Yossarian caught his breath. "How the hell did you find that out?"

"It's my telephone line and I want it tapped," Mr. Gaffney explained reasonably. "There, see? You can count on Jerry Gaffney. It's only me who's recording it."

"Is my line tapped?" Yossarian thought he should ask. "I make many business calls."

"Let me look it up. Yes, your business is tapping it. Your apartment may be bugged too."

"Mr. Gaffney, how do you know all this?"

"Call me Jerry, Mr. Yossarian."

"How do you know all this, Mr. Gaffney?"

"Because I'm the one who tapped it and I'm one of the parties who may have bugged it, Mr. Yossarian. Let me give you a tip. All walls may have ears. Talk only in the presence of running water if you want to talk privately. Have sex only in the bathroom or kitchen if you want to make love or under the air conditioner with the fan setting turned up to- That's it!" he cheered, after Yossarian had walked into the kitchen with his portable phone and turned on both faucets full pressure to talk secretly. "We're picking up nothing. I can barely hear you."

"I'm not saying anything."

"Learn to read lips."

"Mr. Gaffney-"

"Call me Jerry."

"Mr. Gaffney, you tapped my telephone and you bugged my apartment?"

"I may have bugged it. I'll have one of my staff investigators check. I keep nothing back. Mr. Yossarian, you have an intercom system with the staff in the lobby. Can you be sure it's not on now? Are there no video cameras watching you?"

"Who would do that?"

"I would, for one, if I were paid. Now that you know I tell the truth, you see we can become close friends. That's the only way to work. I thought you knew that your telephone was tapped and that your apartment might be bugged and your mail, travel, credit cards, and bank accounts monitored."

"Ho-ly shit, I don't know what I know." Yossarian soaked up the disagreeable intelligence with a prolonged groan.

"Look on the bright side, Mr. Yossarian. Always do that. You'll soon be party to another matrimonial action, I believe. You can pretty much take all that for granted if the principals have the wherewithal to pay us."

"You do that too?"

"I do a lot of that too. But this is only the company. Why should you care what M amp; M E amp; A hears if you never say anything you wouldn't want the company to hear? You believe that much, don't you?"

"No."

"No? Keep in mind, Mr. Yossarian, that I'm getting all of this down, although I'll be pleased to erase as much of it as you wish. How can you have reservations about M amp; M E amp; A when you share in its progress? Doesn't everybody share?"

"I have never gone on record with that, Mr. Gaffney, and I won't do that now. When can we meet to begin?"

"I've already begun, Mr. Yossarian. Grass doesn't grow under Senor Gaffney's feet. I've sent for your government files under the Freedom of Information Act and I'm getting your record from one of the best consumer credit-rating bureaus. I already have your Social Security number. Like it so far?"

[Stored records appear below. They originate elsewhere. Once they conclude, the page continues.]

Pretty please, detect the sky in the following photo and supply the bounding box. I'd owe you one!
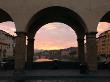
[0,21,110,50]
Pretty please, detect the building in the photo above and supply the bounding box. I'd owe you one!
[0,30,15,60]
[97,30,110,57]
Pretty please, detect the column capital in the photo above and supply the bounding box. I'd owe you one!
[86,32,97,38]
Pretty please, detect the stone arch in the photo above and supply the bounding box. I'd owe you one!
[27,6,87,36]
[27,6,87,68]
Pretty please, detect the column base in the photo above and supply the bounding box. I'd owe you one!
[13,70,25,76]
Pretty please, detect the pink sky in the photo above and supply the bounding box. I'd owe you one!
[0,21,110,50]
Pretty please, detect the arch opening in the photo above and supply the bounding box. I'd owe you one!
[27,6,87,69]
[0,9,16,70]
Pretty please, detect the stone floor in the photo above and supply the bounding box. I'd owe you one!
[0,70,110,79]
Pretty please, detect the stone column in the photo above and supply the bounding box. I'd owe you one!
[27,37,34,64]
[15,32,26,73]
[77,38,85,65]
[86,32,97,72]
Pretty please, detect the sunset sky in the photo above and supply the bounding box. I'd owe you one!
[0,21,110,50]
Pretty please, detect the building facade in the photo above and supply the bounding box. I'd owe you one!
[0,30,15,61]
[97,30,110,57]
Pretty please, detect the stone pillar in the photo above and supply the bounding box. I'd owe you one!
[86,32,97,72]
[77,38,85,65]
[15,32,26,73]
[27,37,34,64]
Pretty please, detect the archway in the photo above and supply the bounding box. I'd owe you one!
[27,6,87,68]
[15,6,87,71]
[33,22,79,69]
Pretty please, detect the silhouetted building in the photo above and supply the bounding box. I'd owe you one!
[97,30,110,57]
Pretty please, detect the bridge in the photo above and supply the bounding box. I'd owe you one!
[0,0,110,82]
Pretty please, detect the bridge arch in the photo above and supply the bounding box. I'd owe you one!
[0,8,13,23]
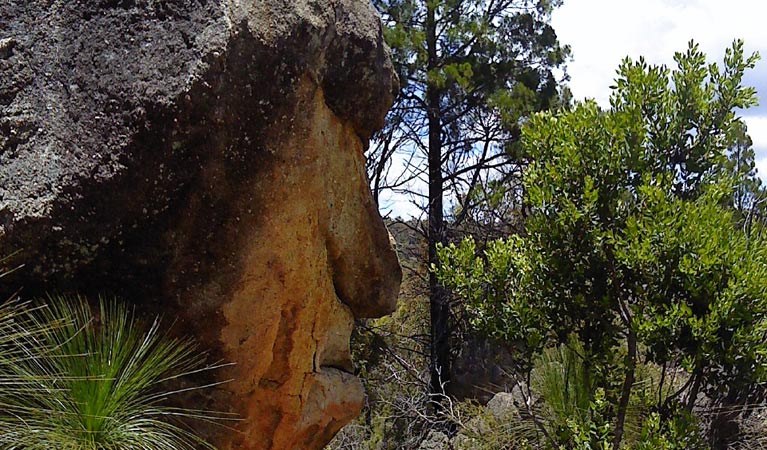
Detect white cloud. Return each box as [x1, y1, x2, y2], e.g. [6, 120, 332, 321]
[552, 0, 767, 179]
[552, 0, 767, 105]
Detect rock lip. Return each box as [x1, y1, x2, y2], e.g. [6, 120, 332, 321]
[0, 0, 401, 450]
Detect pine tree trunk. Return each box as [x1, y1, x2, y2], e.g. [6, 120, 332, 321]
[426, 0, 450, 400]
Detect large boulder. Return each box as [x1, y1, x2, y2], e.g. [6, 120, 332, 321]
[0, 0, 400, 449]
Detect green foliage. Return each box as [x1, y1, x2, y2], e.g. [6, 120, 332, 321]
[0, 298, 222, 450]
[434, 41, 767, 448]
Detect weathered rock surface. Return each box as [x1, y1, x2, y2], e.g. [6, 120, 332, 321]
[0, 0, 400, 449]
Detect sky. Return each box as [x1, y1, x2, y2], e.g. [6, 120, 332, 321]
[552, 0, 767, 176]
[381, 0, 767, 217]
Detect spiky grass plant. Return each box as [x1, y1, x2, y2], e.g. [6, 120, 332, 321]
[0, 298, 225, 450]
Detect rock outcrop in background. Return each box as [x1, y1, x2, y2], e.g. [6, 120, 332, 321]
[0, 0, 400, 450]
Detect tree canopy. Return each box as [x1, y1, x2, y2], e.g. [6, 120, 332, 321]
[434, 41, 767, 448]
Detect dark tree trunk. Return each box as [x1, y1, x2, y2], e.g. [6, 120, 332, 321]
[613, 322, 637, 449]
[426, 0, 450, 400]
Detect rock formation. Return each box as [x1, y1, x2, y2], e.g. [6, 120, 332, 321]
[0, 0, 400, 450]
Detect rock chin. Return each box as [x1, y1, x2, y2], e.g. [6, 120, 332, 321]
[0, 0, 401, 450]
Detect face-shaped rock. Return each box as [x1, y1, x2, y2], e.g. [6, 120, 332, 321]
[0, 0, 400, 449]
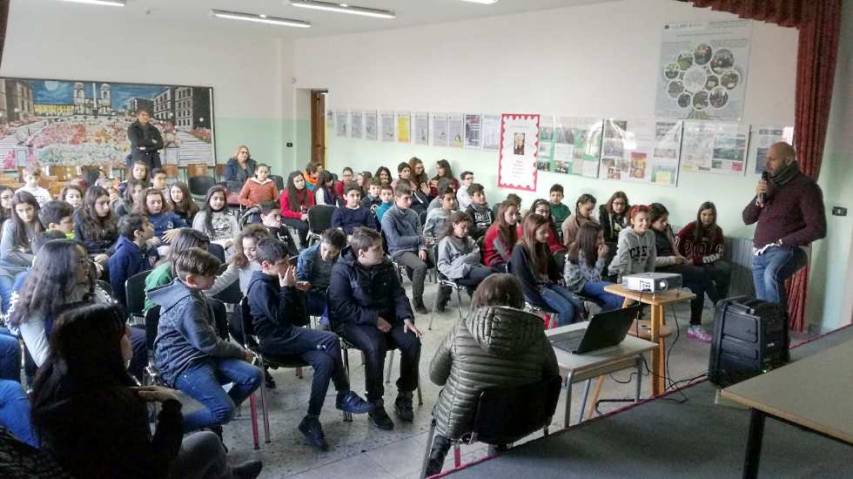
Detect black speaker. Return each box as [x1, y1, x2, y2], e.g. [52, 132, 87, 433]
[708, 296, 790, 387]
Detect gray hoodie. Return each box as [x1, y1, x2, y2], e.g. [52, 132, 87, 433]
[437, 235, 480, 279]
[148, 278, 243, 387]
[609, 227, 657, 281]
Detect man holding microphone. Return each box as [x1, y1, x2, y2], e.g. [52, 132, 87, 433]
[743, 142, 826, 305]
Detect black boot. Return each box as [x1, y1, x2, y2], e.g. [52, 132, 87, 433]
[426, 434, 452, 477]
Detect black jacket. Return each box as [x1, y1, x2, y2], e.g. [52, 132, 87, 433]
[246, 271, 307, 350]
[329, 247, 415, 326]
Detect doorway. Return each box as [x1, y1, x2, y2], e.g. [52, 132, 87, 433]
[311, 90, 327, 168]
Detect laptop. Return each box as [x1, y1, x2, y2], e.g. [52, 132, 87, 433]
[549, 304, 642, 354]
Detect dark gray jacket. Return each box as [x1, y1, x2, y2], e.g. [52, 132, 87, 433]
[430, 306, 559, 439]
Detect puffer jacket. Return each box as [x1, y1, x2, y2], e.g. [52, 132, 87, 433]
[430, 306, 559, 439]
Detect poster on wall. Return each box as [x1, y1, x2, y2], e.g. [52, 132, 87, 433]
[749, 126, 794, 175]
[349, 111, 364, 140]
[0, 78, 215, 169]
[432, 113, 449, 146]
[364, 111, 378, 141]
[681, 121, 749, 176]
[397, 111, 412, 143]
[335, 110, 349, 136]
[655, 20, 752, 121]
[447, 113, 464, 148]
[483, 115, 501, 151]
[379, 111, 395, 142]
[465, 115, 483, 149]
[415, 112, 429, 145]
[498, 113, 539, 191]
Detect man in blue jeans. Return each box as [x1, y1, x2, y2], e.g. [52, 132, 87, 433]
[148, 248, 263, 431]
[743, 142, 826, 305]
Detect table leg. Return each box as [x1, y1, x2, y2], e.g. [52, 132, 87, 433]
[650, 305, 666, 396]
[743, 409, 765, 479]
[563, 371, 575, 428]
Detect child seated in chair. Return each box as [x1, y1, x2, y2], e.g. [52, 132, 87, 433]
[426, 273, 559, 476]
[246, 238, 372, 451]
[148, 248, 263, 432]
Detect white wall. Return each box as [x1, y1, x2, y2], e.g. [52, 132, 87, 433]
[295, 0, 797, 237]
[0, 0, 293, 169]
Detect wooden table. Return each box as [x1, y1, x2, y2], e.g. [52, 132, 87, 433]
[604, 284, 696, 396]
[545, 321, 658, 427]
[722, 340, 853, 478]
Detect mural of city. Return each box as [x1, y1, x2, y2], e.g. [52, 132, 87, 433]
[0, 78, 215, 169]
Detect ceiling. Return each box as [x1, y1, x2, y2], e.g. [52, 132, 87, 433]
[26, 0, 614, 38]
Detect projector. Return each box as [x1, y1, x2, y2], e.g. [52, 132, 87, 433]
[622, 273, 681, 293]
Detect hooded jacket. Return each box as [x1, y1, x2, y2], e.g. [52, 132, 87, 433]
[430, 306, 559, 439]
[148, 278, 243, 387]
[329, 247, 415, 326]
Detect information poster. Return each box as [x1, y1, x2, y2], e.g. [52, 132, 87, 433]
[483, 115, 501, 151]
[415, 112, 429, 145]
[349, 111, 364, 140]
[364, 111, 379, 141]
[379, 111, 396, 142]
[749, 126, 794, 175]
[447, 113, 464, 148]
[465, 115, 483, 149]
[432, 113, 450, 146]
[498, 113, 539, 191]
[397, 111, 412, 143]
[655, 20, 752, 121]
[335, 111, 349, 140]
[681, 121, 749, 175]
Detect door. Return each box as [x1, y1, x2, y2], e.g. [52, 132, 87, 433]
[311, 90, 326, 168]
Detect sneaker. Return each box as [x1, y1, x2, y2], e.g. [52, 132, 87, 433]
[231, 461, 264, 479]
[299, 416, 329, 451]
[335, 391, 373, 414]
[394, 391, 415, 422]
[415, 300, 429, 314]
[368, 403, 394, 431]
[264, 369, 275, 389]
[687, 325, 713, 343]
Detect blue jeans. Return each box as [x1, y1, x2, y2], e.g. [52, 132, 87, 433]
[539, 284, 583, 326]
[752, 246, 808, 305]
[175, 358, 264, 432]
[0, 379, 39, 448]
[581, 281, 623, 311]
[0, 328, 21, 382]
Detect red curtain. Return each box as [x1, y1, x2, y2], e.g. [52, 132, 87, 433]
[692, 0, 841, 331]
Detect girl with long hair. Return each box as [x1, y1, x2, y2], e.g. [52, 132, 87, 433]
[676, 201, 732, 298]
[32, 305, 261, 479]
[510, 214, 583, 326]
[169, 181, 198, 223]
[9, 240, 148, 379]
[193, 185, 240, 256]
[483, 202, 518, 271]
[563, 222, 622, 311]
[280, 171, 314, 247]
[562, 193, 596, 248]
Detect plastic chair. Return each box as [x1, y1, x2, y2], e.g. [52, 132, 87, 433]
[124, 270, 151, 323]
[421, 376, 562, 477]
[307, 205, 335, 246]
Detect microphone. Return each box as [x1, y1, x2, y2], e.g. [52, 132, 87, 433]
[757, 170, 770, 206]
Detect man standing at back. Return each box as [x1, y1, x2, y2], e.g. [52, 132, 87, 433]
[743, 142, 826, 305]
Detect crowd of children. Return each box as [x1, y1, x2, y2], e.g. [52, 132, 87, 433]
[0, 152, 731, 477]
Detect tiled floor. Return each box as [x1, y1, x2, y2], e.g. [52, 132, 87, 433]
[215, 281, 812, 479]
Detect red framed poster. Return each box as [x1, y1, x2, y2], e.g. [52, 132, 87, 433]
[498, 113, 539, 191]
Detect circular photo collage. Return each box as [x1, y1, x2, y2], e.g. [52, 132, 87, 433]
[663, 43, 741, 112]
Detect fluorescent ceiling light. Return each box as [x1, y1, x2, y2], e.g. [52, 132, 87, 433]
[290, 0, 397, 19]
[62, 0, 127, 7]
[210, 10, 311, 28]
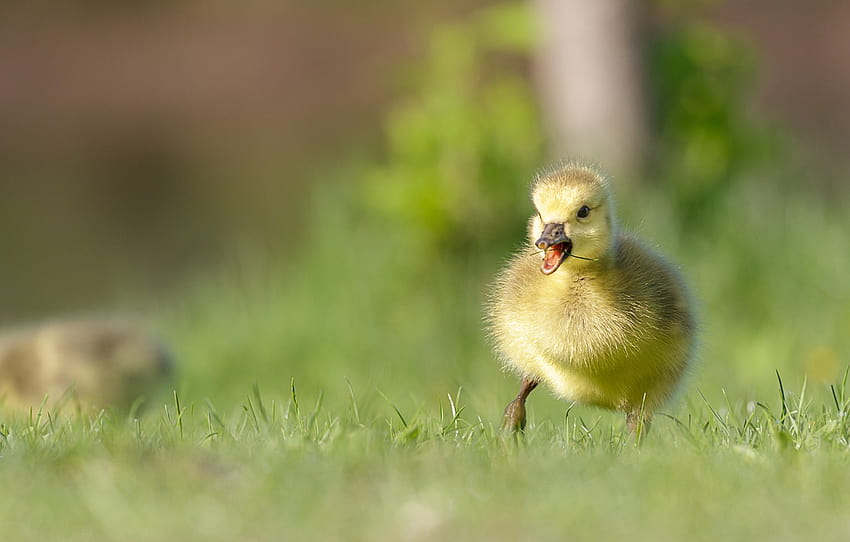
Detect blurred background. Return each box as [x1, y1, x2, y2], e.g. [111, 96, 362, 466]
[0, 0, 850, 419]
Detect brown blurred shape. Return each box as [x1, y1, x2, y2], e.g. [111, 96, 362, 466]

"I am not hiring you to investigate me!"

"I want to find out what these people following you know about you before I find out who all of them are. How many did you say you think there are?"

"I didn't. But I count at least six, but two or four of them may be working in pairs. I notice they drive cheap cars."

"Economy cars," Gaffney corrected punctiliously, "to escape being noticed. That's probably how you noticed them." He seemed to Yossarian to be extremely exact. "Six, you say? Six is a good number."

"For what?"

"For business, of course. There is safety in numbers, Mr. Yossarian. For example, if one or two of them decided to assassinate you, there'd already be witnesses. Yes, six is a very good number," Gaffney continued happily. "It would be nicer to get them up to eight or ten. Forget about meeting me yet. I wouldn't want any of them to figure out I'm working for you unless it turns out that they're working for me. I like to have solutions before I find out the problems. Please turn off that water now if you're not having sex. I'm growing hoarse shouting, and I can hardly hear you. You really don't need it when you're talking to me. Your friends call you Yo-Yo? Some call you John?"